Als ich auf dem Klo ankam, ließ die Angst kurz nach. Ich starrte in den Spiegel, weil  ich gar nicht auf Klo  musste. Plötzlich hörte ich, wie die Tür der Mädchentoilette aufging, doch ich wagte nicht, hinzuschauen.

Dann riss mir jemand die Kapuze herunter, und ich erstarrte. ,,Evelyn, warum versteckst du dein schönes, zerkratztes Gesicht? Hahaha," dieses Lachen... dieses grauenvolle Lachen von Chloe, es hallte in meinem Kopf wider. Jedes Mal, wenn sie lachte, erinnerte ich mich an den Moment, als sie und ihre Mitläufer mich das erste Mal schlugen und mir die erste Narbe ins Gesicht ritzten. Sie genoss jeden Moment daran, mich zu quälen.

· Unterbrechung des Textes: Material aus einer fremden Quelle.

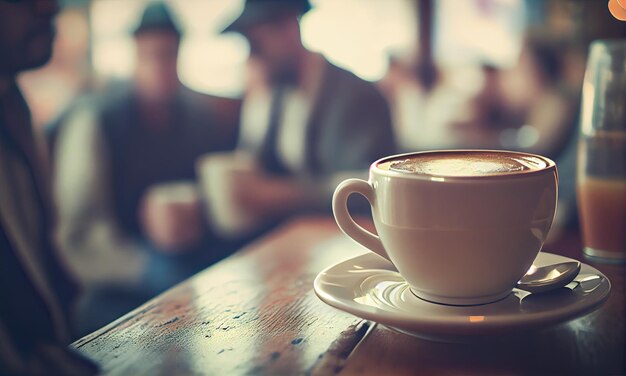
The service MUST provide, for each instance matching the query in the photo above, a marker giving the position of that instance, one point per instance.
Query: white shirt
(296, 111)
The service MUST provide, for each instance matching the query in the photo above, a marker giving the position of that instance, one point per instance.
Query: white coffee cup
(218, 174)
(172, 215)
(459, 240)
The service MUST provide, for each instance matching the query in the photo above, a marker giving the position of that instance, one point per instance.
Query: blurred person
(129, 215)
(36, 293)
(304, 120)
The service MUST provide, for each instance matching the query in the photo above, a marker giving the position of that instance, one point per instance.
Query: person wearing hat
(112, 152)
(307, 121)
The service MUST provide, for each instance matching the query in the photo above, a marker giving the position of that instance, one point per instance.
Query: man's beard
(287, 75)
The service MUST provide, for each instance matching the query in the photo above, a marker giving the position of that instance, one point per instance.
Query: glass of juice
(601, 175)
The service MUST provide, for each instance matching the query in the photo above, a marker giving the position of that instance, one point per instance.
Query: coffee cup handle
(345, 221)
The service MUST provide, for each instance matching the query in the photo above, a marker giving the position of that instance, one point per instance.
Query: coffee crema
(465, 163)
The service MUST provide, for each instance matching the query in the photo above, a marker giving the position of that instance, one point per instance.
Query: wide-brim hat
(261, 11)
(157, 17)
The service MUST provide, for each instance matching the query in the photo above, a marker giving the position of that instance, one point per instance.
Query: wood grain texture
(254, 313)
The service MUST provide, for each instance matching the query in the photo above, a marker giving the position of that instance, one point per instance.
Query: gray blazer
(349, 127)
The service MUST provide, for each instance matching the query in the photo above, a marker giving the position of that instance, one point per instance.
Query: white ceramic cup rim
(374, 169)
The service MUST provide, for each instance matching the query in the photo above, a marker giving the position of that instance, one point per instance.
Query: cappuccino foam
(466, 163)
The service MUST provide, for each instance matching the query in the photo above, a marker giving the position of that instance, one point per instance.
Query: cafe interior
(177, 184)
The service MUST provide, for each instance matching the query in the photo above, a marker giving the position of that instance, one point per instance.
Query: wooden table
(256, 313)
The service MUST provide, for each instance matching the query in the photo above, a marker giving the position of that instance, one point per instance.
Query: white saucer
(370, 287)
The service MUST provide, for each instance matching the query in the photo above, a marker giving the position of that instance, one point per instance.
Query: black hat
(260, 11)
(157, 16)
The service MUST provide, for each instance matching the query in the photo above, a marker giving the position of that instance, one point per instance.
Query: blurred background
(497, 74)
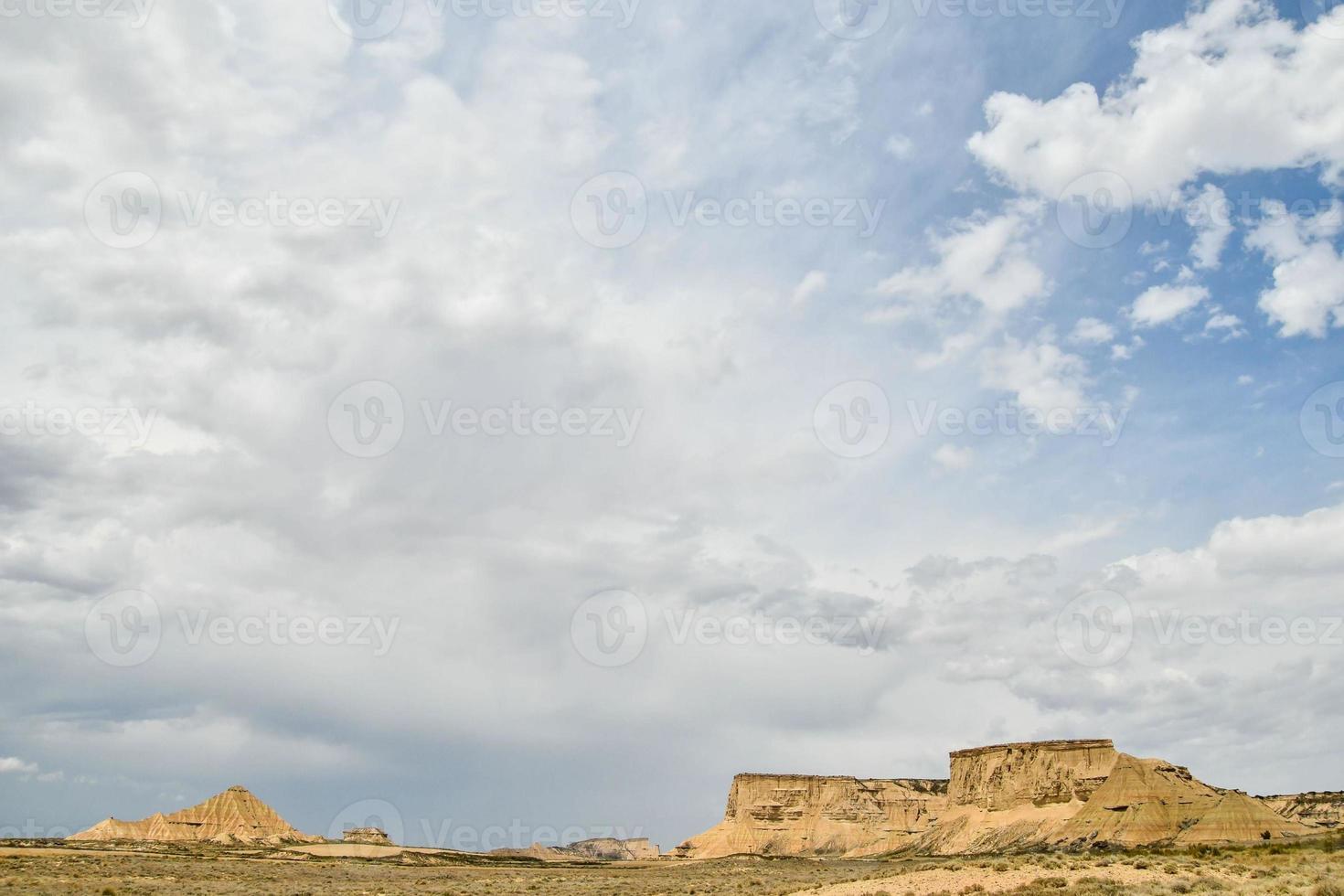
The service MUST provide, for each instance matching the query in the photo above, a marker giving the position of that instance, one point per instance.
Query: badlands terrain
(1046, 817)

Zoe zog das Messer heraus, bereit, mir neue Narben zuzufügen. Doch Chloe hielt sie auf: ,,Ach Zoe, lass das. Evelyn wird sich doch eh aufschlitzen lassen. Man sieht, wie sehr sie ihr Leben hasst. Hahaha."

Stella trat näher, betrachtete mein Gesicht und sagte zu Chloe: ,,Aber hier ist eine Stelle frei. Sie sieht so leer aus, so einsam wie ihr Leben. Fügen wir da nicht eine Narbe hinzu? Wir wollen ja nicht, dass diese Stelle einsam bleibt."
_____

Sie verließen den Raum, und ich blieb zurück, wie immer. Warmes Blut rann meine Wange hinunter, doch keine Träne fiel. Die Narbe tat nicht mehr weh. Ich fühlte mich leer und gefühllos, so wie immer.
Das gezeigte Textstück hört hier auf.